Eric Upashantha

Personal information
- Full name: Kalutarage Eric Amila Upashantha
- Born: 10 June 1972 (age 54) Kurunegala, Sri Lanka
- Batting: Right-handed
- Bowling: Right-arm fast-medium
- Role: Batsman

International information
- National side: Sri Lanka (1995–2002);
- Test debut (cap 75): 24 February 1999 v India
- Last Test: 13 June 2002 v England
- ODI debut (cap 87): 3 October 1995 v Pakistan
- Last ODI: 3 February 2001 v New Zealand

Domestic team information
- 1990/91–2003: Colts Cricket Club

Career statistics
| Competition | Test | ODI |
| Matches | 2 | 12 |
| Runs scored | 10 | 49 |
| Batting average | 3.33 | 7.00 |
| 100s/50s | 0/0 | 0/0 |
| Top score | 6 | 15 |
| Balls bowled | 306 | 564 |
| Wickets | 4 | 12 |
| Bowling average | 50.00 | 40.08 |
| 5 wickets in innings | 0 | 0 |
| 10 wickets in match | 0 | 0 |
| Best bowling | 2/41 | 4/37 |
| Catches/stumpings | 0/– | 2/– |
- Source: Cricinfo, 9 February 2006

= Eric Upashantha =

Sri Lankan cricketer (born 1972)

Kalutarage Eric Amila Upashantha (commonly known as Eric Upashantha; born 10 June 1972) is a Sri Lankan former cricketer, who played two Test matches and 12 One Day Internationals for Sri Lanka.
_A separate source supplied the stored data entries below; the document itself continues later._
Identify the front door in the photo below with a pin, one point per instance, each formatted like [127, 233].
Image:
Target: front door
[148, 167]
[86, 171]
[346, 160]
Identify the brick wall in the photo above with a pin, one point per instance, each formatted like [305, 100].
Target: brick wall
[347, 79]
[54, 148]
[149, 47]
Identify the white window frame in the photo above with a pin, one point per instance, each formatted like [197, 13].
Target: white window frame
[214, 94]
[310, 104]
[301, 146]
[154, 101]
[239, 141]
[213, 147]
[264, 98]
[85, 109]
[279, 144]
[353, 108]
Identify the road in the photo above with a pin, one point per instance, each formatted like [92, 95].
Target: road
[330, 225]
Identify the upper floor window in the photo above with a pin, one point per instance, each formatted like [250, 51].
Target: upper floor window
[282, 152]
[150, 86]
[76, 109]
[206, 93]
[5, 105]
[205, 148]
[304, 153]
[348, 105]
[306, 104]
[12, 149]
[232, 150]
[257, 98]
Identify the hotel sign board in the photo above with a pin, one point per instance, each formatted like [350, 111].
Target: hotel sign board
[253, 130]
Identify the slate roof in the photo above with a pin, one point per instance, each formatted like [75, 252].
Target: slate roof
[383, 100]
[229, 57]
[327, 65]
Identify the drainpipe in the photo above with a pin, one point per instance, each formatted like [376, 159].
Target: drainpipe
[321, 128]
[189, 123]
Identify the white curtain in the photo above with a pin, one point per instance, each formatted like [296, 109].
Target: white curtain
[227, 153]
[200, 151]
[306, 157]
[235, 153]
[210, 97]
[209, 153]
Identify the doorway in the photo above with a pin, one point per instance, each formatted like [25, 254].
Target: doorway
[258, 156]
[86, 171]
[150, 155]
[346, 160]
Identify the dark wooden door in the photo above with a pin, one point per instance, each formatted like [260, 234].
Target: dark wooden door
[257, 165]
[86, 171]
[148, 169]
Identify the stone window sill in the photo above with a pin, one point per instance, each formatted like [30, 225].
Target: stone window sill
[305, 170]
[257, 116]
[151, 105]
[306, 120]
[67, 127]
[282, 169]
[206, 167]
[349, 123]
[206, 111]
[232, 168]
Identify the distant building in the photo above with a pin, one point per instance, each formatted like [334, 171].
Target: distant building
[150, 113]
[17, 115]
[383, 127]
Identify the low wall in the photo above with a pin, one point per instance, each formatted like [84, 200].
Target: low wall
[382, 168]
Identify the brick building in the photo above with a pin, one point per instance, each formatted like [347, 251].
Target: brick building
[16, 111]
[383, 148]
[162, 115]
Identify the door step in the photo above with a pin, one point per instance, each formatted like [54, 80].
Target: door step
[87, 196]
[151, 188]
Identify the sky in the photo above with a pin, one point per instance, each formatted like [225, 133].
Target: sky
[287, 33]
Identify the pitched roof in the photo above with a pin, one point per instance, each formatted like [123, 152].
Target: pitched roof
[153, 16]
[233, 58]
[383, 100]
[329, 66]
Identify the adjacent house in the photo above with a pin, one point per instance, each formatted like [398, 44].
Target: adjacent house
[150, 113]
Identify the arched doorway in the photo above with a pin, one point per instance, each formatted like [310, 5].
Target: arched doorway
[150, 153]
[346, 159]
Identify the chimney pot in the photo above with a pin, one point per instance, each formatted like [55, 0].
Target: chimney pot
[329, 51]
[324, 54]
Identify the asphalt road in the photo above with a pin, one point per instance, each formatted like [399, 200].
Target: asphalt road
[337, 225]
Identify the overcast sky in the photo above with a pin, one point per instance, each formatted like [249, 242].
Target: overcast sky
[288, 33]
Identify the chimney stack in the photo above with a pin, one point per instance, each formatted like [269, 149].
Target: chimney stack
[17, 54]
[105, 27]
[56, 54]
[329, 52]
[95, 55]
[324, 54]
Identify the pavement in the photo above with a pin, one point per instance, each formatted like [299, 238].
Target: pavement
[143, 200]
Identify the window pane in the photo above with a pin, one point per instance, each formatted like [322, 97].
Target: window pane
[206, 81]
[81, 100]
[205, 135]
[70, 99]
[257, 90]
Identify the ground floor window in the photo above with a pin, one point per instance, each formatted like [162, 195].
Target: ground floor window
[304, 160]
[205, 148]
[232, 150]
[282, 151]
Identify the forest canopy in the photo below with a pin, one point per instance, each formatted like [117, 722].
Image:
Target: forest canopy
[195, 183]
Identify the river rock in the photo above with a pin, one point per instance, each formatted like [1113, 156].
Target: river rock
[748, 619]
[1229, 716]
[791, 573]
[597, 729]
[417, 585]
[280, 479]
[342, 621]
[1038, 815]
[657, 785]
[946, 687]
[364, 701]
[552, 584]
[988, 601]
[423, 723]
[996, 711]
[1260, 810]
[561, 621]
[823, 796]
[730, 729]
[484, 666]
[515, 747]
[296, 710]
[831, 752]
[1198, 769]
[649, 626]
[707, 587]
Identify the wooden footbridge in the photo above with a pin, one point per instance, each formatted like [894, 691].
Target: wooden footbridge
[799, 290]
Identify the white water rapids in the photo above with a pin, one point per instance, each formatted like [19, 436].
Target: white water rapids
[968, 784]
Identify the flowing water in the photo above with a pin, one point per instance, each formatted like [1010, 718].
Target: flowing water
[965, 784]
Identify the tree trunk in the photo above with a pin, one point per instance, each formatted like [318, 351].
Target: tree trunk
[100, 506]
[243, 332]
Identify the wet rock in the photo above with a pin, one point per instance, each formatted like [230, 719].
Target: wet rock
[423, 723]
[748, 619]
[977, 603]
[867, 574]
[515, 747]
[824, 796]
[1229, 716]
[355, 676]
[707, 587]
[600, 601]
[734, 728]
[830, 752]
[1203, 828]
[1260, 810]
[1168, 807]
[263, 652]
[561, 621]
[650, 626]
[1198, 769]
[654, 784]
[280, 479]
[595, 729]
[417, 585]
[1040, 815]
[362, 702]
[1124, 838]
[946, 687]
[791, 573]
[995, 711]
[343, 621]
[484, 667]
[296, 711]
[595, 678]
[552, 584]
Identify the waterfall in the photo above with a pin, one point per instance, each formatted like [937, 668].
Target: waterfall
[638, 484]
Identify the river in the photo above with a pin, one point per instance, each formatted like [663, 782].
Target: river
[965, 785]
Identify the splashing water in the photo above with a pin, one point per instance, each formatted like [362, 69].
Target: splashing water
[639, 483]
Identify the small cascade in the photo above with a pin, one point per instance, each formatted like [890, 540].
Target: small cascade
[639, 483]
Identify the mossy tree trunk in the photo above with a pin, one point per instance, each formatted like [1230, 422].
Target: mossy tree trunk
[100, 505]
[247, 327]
He was educated at Maliyadeva College, Kurunegala. He is a right-handed batsman and a right-arm medium-fast bowler.

He bowled a considerable line and length, and played well against seam bowlers. Upashantha played Twenty20 cricket in 2004 and List A cricket the following season. He made his Twenty20 debut on 17 August 2004, for Colts Cricket Club in the 2004 SLC Twenty20 Tournament.

==International career==
Upashantha had been at the edge of the Sri Lankan team for several years, having made his One Day International debut in 1995–1996. Without action in the intervening three years, he reappeared in the 1999 Asian Test Championship before his debut Test against India. He has also participated in the Pepsi Cup and 1999 Cricket World Cup.

Since 2000 he has only sporadically played for Sri Lanka, being generally second choice in his position in the team to Dilhara Fernando as the back-up to Chaminda Vaas.